Out-Law News | 14 Jan 2014 | 4:10 pm | 2 min. read
Technology law specialist Luke Scanlon of Pinsent Masons, the law firm behind Out-Law.com, said that gathering and harnessing data on consumer habits has become a major goal for innovative businesses. He said that large companies may be attracted to buying smaller firms that have access to new types of data in the hope of combining that information with their own sources, gleaning better consumer insights and offering improved services as a result.
Scanlon was commenting after Google announced that it had agreed a deal to purchase Nest Labs (Nest), a business that manufacturers smart products for the home environment, for €3.2 billion.

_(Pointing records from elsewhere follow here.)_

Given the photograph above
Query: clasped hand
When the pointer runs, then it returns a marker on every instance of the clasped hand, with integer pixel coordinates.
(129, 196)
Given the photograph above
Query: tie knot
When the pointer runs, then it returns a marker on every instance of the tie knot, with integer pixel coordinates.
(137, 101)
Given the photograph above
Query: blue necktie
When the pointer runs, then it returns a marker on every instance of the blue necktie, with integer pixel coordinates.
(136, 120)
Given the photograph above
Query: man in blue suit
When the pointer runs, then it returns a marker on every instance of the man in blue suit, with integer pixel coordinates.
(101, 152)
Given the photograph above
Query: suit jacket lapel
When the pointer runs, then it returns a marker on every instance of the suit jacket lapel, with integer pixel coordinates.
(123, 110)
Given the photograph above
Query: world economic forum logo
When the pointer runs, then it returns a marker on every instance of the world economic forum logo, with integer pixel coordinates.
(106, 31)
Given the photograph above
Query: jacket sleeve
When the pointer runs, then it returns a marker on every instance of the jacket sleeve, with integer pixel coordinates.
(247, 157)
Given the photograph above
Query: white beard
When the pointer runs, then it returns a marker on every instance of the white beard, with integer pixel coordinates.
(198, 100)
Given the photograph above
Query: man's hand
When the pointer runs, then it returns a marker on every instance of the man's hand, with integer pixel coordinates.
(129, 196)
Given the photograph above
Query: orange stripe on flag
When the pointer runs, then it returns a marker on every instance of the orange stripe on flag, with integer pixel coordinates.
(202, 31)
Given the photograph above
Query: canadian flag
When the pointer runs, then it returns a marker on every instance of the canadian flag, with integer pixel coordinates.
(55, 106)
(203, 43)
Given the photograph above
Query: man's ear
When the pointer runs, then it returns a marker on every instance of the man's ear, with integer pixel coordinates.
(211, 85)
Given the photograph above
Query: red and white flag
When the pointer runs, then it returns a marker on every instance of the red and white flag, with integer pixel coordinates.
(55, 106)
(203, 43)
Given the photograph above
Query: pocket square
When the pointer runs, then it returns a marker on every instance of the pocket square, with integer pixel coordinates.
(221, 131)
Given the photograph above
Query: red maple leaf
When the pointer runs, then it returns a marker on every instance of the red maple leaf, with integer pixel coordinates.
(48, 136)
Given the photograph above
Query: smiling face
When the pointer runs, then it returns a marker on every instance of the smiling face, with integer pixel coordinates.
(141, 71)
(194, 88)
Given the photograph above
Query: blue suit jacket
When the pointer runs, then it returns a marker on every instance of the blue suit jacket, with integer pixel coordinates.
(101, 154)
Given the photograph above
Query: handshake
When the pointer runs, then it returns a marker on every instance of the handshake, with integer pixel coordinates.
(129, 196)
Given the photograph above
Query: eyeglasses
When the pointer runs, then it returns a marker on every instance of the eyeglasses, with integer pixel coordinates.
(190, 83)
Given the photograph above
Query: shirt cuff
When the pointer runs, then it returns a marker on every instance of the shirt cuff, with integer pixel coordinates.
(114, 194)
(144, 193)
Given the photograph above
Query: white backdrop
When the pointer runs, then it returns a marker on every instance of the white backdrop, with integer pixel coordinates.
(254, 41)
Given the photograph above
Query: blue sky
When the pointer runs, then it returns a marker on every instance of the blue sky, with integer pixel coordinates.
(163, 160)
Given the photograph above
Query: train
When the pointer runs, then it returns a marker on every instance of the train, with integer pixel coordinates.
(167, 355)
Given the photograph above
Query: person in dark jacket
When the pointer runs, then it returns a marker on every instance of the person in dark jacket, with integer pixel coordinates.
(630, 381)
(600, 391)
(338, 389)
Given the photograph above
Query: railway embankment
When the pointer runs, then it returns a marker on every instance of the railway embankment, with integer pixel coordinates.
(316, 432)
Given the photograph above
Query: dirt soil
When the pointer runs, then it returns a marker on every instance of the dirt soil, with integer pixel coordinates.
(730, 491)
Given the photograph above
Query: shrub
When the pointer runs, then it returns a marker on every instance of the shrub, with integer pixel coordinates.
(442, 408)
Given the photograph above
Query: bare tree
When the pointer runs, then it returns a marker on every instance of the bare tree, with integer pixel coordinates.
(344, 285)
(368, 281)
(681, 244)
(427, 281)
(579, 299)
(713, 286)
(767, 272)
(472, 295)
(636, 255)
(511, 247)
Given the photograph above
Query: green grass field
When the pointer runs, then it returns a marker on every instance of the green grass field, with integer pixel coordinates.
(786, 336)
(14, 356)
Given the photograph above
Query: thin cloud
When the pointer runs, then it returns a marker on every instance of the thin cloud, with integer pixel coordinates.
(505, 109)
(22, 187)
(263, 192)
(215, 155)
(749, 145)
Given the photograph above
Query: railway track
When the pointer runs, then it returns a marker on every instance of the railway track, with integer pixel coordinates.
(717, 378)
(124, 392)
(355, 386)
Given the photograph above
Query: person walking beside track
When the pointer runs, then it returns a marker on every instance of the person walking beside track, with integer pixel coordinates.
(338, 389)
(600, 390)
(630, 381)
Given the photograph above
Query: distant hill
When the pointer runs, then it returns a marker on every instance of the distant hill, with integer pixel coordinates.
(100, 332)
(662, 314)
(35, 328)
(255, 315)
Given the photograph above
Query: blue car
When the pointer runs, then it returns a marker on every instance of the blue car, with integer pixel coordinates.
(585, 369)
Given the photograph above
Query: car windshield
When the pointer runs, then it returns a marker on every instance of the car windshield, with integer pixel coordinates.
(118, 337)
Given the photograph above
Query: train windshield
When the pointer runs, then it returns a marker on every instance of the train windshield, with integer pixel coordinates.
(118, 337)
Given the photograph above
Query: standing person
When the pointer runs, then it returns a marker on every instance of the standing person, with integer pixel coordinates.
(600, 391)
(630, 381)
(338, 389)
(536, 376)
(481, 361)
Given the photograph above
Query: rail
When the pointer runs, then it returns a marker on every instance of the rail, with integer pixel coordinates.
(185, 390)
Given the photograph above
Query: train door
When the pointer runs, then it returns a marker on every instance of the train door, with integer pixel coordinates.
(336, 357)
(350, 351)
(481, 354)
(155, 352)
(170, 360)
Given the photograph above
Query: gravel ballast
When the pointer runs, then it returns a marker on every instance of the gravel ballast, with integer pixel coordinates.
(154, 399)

"It goes without saying that more and more businesses are feeling the pressure to gain a competitive advantage by going beyond the assumptions that can be made about their customers based only on an analysis of data associated with the products or services which they traditionally supply," Scanlon said.
"Many of these businesses are looking to overcome this knowledge gap by moving forward with, and implementing data strategies that encompass cross-organisational data sharing arrangements. But there are associated legal and compliance risks with increased data sharing, particularly in relation to competition, intellectual property and data protection concerns," he said.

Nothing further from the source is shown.